PRESIDENT SAM PITRODA!
SUNNY
THOMAS
If
this time, Pranab Mukherjee is overlooked for Presidency, he must be awarded
the Bharat Ratna! His only fault is he has become indispensable for UPA.
Cutting across party lines, he would be triumphant should he contest because he
has a personal equation with all MPs, especially those who matter. But let’s
not cause a political tremor epicentred around 10 Janpath.
With
his eloquence and dignity, Dr Karan Singh would have made a Princely President
ten years ago, and he still retains a considerable amount of his charm. But he
was seen politically incorrect at crucial times when the country was looking
for a President. Proximity to one politician is anathema to others, and Dr Singh
has not cultivated a fine blend of political balance that instinctively
recommends him to all political parties.
Vice
President Mohammad Hamid Ansari is the rightful choice and an ideal candidate
for Rastrapathi Bhavan, and his studied neutrality is much admired in the
political circles. But in politics, decisions are seldom taken on merit, and it
is emotions and a flicker of excitement built around a person or an ideology
that wins the day. And equally relevant is paranoia that Jinnah exploited and got
away with, carving out a slice of the country, and that the exponents of
Hindutva adroitly played to get a slice of power. But paranoia often burns out
leaving a trail of disillusionment.
Rest
assured the next President is not going to be a gadfly. When endangered,
Congress is the best political party on earth, but in comfortable majority, the
Congressmen have a propensity to be the worst! The man behind the mobile phone
revolution, Sam Pitroda has no enemies but all admirers! Every political party
would like to have a slice of Sam on their side.

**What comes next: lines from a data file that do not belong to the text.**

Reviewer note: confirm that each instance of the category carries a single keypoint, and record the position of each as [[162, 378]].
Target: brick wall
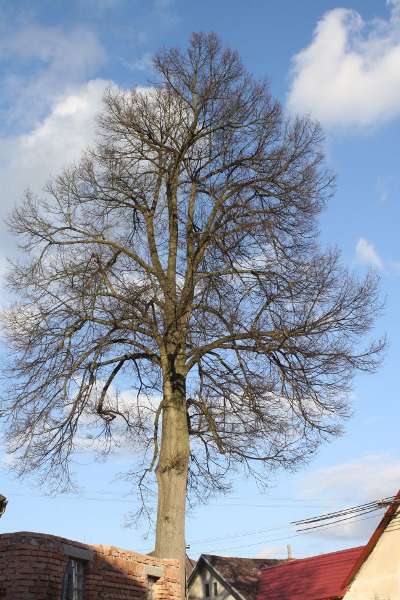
[[32, 567]]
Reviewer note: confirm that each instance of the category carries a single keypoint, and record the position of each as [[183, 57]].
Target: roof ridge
[[297, 560], [243, 557]]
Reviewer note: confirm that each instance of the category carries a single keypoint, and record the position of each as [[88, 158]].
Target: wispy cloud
[[142, 63], [43, 64], [367, 255], [350, 72], [370, 477]]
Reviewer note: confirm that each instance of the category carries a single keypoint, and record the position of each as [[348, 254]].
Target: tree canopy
[[181, 255]]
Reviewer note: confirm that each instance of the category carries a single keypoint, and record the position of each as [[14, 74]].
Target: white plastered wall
[[196, 590], [379, 576]]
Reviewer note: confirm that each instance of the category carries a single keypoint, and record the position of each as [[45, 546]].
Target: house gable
[[376, 575]]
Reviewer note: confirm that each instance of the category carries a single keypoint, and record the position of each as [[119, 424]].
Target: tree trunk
[[172, 476]]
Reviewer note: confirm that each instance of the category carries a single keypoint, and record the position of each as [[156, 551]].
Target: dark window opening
[[74, 580], [151, 581]]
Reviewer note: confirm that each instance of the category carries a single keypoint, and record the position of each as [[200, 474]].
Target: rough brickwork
[[32, 567]]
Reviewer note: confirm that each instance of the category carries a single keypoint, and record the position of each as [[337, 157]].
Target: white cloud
[[350, 73], [43, 65], [28, 160], [367, 255], [368, 478], [142, 63]]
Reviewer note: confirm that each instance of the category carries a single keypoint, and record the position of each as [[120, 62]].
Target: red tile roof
[[315, 578]]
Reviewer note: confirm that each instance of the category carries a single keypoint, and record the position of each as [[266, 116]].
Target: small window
[[74, 580], [151, 581]]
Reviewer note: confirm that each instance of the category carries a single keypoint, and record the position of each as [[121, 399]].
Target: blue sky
[[339, 63]]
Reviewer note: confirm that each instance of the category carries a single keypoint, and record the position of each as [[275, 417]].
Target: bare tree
[[181, 255]]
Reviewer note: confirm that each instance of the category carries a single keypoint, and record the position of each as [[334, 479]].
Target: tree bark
[[172, 476]]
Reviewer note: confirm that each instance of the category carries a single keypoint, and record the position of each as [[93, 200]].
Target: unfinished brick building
[[35, 566]]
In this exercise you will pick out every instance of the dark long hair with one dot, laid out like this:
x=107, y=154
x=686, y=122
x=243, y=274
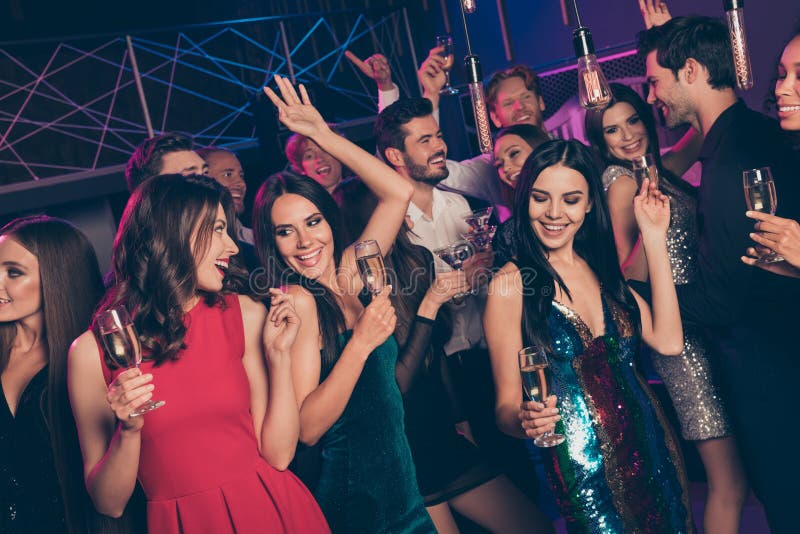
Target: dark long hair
x=530, y=134
x=70, y=288
x=154, y=263
x=277, y=272
x=594, y=132
x=594, y=241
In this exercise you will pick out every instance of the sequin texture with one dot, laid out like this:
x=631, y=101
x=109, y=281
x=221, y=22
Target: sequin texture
x=688, y=377
x=619, y=469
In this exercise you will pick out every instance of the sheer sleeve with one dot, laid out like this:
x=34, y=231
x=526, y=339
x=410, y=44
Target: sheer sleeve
x=413, y=352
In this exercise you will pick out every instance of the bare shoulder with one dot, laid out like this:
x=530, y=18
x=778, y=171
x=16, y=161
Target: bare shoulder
x=505, y=280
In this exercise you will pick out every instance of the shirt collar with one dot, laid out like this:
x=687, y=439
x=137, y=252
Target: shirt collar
x=719, y=129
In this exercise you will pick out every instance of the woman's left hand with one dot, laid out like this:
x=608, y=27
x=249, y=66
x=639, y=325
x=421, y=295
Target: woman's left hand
x=282, y=326
x=296, y=112
x=651, y=209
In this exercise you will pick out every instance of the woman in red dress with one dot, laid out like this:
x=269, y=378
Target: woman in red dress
x=214, y=458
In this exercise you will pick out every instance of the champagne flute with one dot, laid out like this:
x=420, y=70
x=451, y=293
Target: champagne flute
x=760, y=195
x=455, y=255
x=645, y=167
x=446, y=42
x=537, y=384
x=121, y=343
x=478, y=219
x=370, y=265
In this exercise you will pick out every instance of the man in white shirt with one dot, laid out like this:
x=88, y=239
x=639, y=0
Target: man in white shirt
x=409, y=139
x=512, y=97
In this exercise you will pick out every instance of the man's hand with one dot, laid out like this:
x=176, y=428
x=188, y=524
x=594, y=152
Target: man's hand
x=375, y=67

As though envisioning the
political scenario of 2012, the man born as Satyanarayan Gangaram Pitroda is
renamed Sam Pitroda!
Just
think of it, Virginia Wolf is not a wolf but a woman named Virginia Stephen,
Marilyn Monroe is Norma Jean Mortenson(Baker), Woody Allen is Allen Stewart
Konigsberg, Tom Cruise is Thomas Cruise Mapother IV, Mother Teresa is Agnes
Gonxha Bojaxhiu, Che Guevara is Ernesto Guevara, and Ho Chi Minh is Nguyen Tat
Thanh. The games that names play are indeed intriguing.
Symbolically,
the India democracy is far ahead of its American counterpart. Almost quarter of
a century before Hillary Clinton was launched into the Presidential race orbit,
we had Indira Gandhi adding a new nation in 1971 to the comity of world
nations! A decade ahead of a Black man in White House, India had a meritorious
President from the Backward Class. It seems India is the testing lab for
America, because it does precisely what America is going to do next.
What
President Bill Gates could do to America is what President Sam Pitroda could do
to India. He could inspire a generation of technocrats to be innovative, inventive
and entrepreneurial, turning Bangalore, Hyderabad and satellite Delhi into
Silicon Valleys. This in turn could raise
nation’s competitive edge on the global market.
Looking
back, Dr Rajendra Prasad remains the ideal President, who could act as a
counterweight to the all-powerful Prime Minister. In fact, if there was one
President who could match the authority of the Prime Minister, it was Dr
Prasad; but he could never match the popularity and hero-worship that Nehru
commanded, which was an envy of monarchs and Presidents and Prime Ministers the
world over.
Dr
S Radhakrishnan was the tallest of all Presidents, not only by virtue of his
physical height but also by virtue of his erudition and intellectual status. He
was of the class of George Bernard Shaw, Bertrand Russell, Winston Churchill;
and if all the Presidents were of his stature, India would have enjoyed greater
respect in the global scenario.
Dr Zakir Hussain and Fakhruddin Ali Ahmed died
in office; one was a scholar, the other the quintessential gentleman who could
never say `no’. So Ahmed could not say `no’ to the Declaration of Emergency,
for which he was criticized. Because of his unwavering loyalty to Mrs Gandhi,
the President had to endure the nickname `the rubber stamp’, which R K Laxman’s
genius capitalized in a cartoon showing a peon bringing the President when he
was asked to bring the rubber stamp, and the caption: You brought him here, I
only asked you to bring the rubber stamp!
As
Presidents R Venkataraman and K R Narayanan showed maturity and steered clear
of all controversies. Abdul Kalam was an eternal mentor and youth icon, whose
book The Ignited Minds remained a
bestseller even after his demitting the office.
The
only contemporary politician who could make a difference to Rashtrapathi Bhavan
is Menaka Gandhi, who would turn the palatial mansion and the Mogul Gardens
into a pet sanctuary, especially for dogs and cats!